In 2006, Mansell’s 3rd film with Darren Aronofsky, The Fountain was released. Although the film continues to divide critics and audiences, there can be no dispute that the score is one of the most moving, exhilarating film scores of all time. Made while working with the respected Kronos String Quartet and the Scottish post-rock band Mogwai, The Fountain includes several solo piano pieces, as well as Mansell’s more familiar electronic quirks and orchestral grandeur, and is arguably both the most ambitious and most successful musically of his work to date. Wherever you stand on the film as a whole (and I happen to regard The Fountain as one of the finest works of cinema it has ever been my privilege to see), the soundtrack just works perfectly, both with and without the accompanying visuals.

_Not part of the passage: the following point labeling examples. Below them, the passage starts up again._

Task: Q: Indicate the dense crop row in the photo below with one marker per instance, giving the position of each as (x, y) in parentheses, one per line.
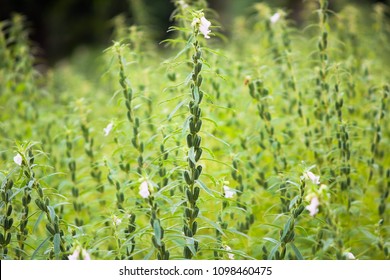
(271, 144)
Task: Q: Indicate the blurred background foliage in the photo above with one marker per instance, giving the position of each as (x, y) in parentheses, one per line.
(61, 26)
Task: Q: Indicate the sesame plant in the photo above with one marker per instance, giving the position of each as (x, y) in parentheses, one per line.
(259, 138)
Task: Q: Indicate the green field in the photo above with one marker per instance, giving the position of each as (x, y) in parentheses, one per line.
(268, 140)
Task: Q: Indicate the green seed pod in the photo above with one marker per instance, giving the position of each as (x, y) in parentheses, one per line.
(196, 193)
(197, 141)
(200, 96)
(190, 196)
(198, 154)
(196, 245)
(195, 213)
(9, 184)
(187, 253)
(187, 213)
(196, 174)
(50, 228)
(198, 54)
(187, 178)
(9, 210)
(198, 126)
(40, 192)
(154, 241)
(192, 127)
(194, 227)
(129, 115)
(198, 68)
(199, 168)
(199, 81)
(8, 239)
(189, 141)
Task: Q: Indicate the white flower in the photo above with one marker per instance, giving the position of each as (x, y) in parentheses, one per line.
(144, 189)
(315, 179)
(116, 221)
(183, 4)
(275, 18)
(349, 256)
(227, 248)
(313, 207)
(195, 22)
(77, 256)
(85, 255)
(204, 27)
(229, 193)
(18, 159)
(108, 128)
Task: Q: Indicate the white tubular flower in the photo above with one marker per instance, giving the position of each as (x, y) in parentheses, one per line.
(204, 27)
(79, 254)
(18, 159)
(116, 221)
(75, 255)
(349, 256)
(313, 207)
(108, 129)
(275, 17)
(85, 255)
(229, 193)
(314, 178)
(144, 189)
(230, 255)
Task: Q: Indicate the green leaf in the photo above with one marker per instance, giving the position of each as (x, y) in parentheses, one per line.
(185, 125)
(178, 106)
(286, 228)
(296, 251)
(191, 245)
(51, 212)
(39, 247)
(213, 224)
(273, 251)
(157, 231)
(56, 242)
(293, 201)
(204, 187)
(196, 95)
(271, 240)
(191, 155)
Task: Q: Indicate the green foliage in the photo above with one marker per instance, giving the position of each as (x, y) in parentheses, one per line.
(271, 145)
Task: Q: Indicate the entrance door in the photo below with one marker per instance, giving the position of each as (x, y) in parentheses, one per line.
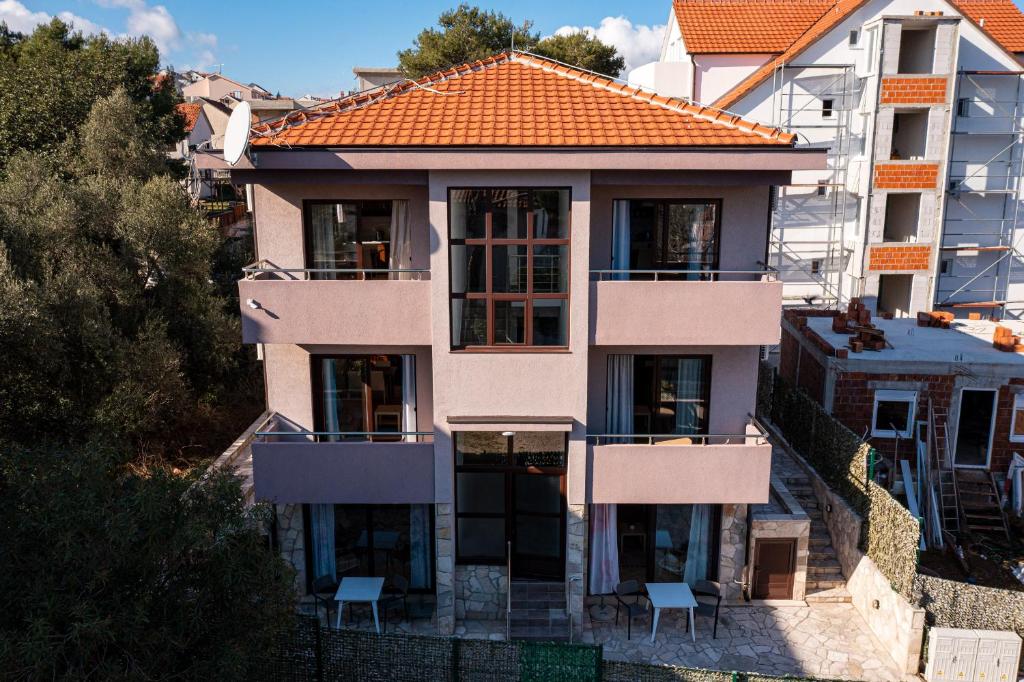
(774, 565)
(974, 427)
(538, 517)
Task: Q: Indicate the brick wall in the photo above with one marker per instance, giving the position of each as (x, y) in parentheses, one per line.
(915, 257)
(909, 90)
(903, 175)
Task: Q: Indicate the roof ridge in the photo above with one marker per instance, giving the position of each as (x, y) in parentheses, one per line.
(680, 104)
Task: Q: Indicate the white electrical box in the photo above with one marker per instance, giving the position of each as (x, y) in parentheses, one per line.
(972, 655)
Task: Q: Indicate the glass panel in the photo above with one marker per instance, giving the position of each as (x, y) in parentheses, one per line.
(469, 322)
(538, 536)
(468, 210)
(510, 322)
(551, 273)
(551, 214)
(480, 448)
(480, 493)
(481, 538)
(509, 263)
(508, 216)
(539, 449)
(535, 493)
(550, 322)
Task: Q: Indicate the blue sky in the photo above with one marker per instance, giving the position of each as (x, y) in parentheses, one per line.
(310, 46)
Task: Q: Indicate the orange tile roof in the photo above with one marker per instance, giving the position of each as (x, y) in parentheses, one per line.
(514, 99)
(1001, 19)
(189, 112)
(744, 26)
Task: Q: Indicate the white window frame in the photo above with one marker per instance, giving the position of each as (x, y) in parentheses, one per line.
(887, 395)
(1018, 405)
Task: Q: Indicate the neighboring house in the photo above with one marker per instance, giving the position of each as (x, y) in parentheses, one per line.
(511, 315)
(921, 105)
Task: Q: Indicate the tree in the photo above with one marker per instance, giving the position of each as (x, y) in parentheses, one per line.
(583, 50)
(107, 573)
(466, 34)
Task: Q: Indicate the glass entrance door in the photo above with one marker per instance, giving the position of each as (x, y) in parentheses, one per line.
(539, 525)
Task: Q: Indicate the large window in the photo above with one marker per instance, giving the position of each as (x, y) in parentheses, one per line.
(675, 235)
(509, 259)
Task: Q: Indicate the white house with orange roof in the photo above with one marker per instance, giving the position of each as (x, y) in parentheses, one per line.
(510, 317)
(921, 107)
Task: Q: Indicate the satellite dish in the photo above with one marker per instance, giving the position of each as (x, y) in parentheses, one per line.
(237, 134)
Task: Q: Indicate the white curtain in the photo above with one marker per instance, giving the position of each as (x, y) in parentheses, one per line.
(695, 567)
(409, 395)
(401, 241)
(322, 535)
(621, 239)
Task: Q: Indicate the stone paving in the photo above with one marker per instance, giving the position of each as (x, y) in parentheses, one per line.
(824, 640)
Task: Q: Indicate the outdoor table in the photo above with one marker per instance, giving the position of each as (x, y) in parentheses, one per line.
(359, 589)
(671, 595)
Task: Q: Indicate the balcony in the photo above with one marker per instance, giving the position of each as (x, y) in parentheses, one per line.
(675, 469)
(295, 466)
(659, 308)
(335, 306)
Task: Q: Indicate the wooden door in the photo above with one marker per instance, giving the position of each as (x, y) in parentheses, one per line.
(774, 565)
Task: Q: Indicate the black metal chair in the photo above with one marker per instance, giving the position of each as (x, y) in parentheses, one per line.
(395, 590)
(627, 590)
(709, 597)
(324, 589)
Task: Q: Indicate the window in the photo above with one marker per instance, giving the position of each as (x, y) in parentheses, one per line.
(893, 414)
(509, 486)
(347, 236)
(675, 235)
(509, 263)
(1017, 426)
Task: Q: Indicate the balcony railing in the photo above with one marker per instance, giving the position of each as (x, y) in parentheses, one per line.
(264, 269)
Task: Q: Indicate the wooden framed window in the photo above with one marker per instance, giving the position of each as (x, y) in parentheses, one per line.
(509, 266)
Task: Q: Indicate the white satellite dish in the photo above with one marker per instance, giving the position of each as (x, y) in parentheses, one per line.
(237, 134)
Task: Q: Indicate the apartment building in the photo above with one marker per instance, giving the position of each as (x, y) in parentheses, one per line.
(920, 105)
(510, 320)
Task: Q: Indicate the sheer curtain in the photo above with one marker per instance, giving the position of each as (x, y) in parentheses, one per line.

For Smokin’ Aces in 2007, the director, Joe Carnahan, gave Clint Mansell just six weeks to compose and record the entire score, with no guiding rough cut. And he did it. On time. Not only were Mansell’s fans satisfied with the work, but when the Smokin’ Aces soundtrack was released without Mansell’s compositions, Carnahan claims to have had fans driving past his house in the dead of night playing the Requiem for a Dream score at full volume. Carnahan even jokingly suggests that he had received threats of physical violence: true or not, the fans’ demands were heard, and Mansell’s score for Smokin’ Aces got an album release.
Over the last couple of years, Clint Mansell has worked again with director Darren Aronofsky on the Oscar-nominated The Wrestler, starring Mickey Rourke. Although The Wrestler does not have the same kind of scene-stealing music as Mansell’s previous work with Aronofsky, it is nonetheless an effective, subtler attempt at a score. This year, Mansell created a sparse piano, guitar, drums and effects score for Duncan Jones’s debut sci-fi, Moon. One of my favourite films of this year, Moon is a brooding, quiet, atmospheric movie that is really made great by four things: Sam Rockwell’s career-best performance; Jones’s assured, note-perfect direction; the eye-catching production design by Tony Noble; and Mansell’s routinely great score.
I haven’t heard nearly as much of his work as I would like to, but he’s a rare figure in cinema; a composer whose involvement in a project would be enough to make me see a film. Everything I have heard by Clint Mansell has been distinctive and beautiful in equal measure. I’m hoping that his work with Aronofsky will continue, and hope that he’ll be working on Duncan Jones’s second film, the sci-fi-noir Mute (currently set for release in 2011).
As I close this article up, the penultimate track of The Fountain is playing on my iTunes library. One of the tracks featuring both the Kronos Quartet and Mogwai, ‘Death Is The Road To Awe’ is an 8 minute epic of guitar, piano, orchestra, choir and percussion, with a chiming glockenspiel melody alongside the grand sweeping strings section. It’s a fitting sonic accompaniment to the end to one of the few films that I would identify as “life changing”.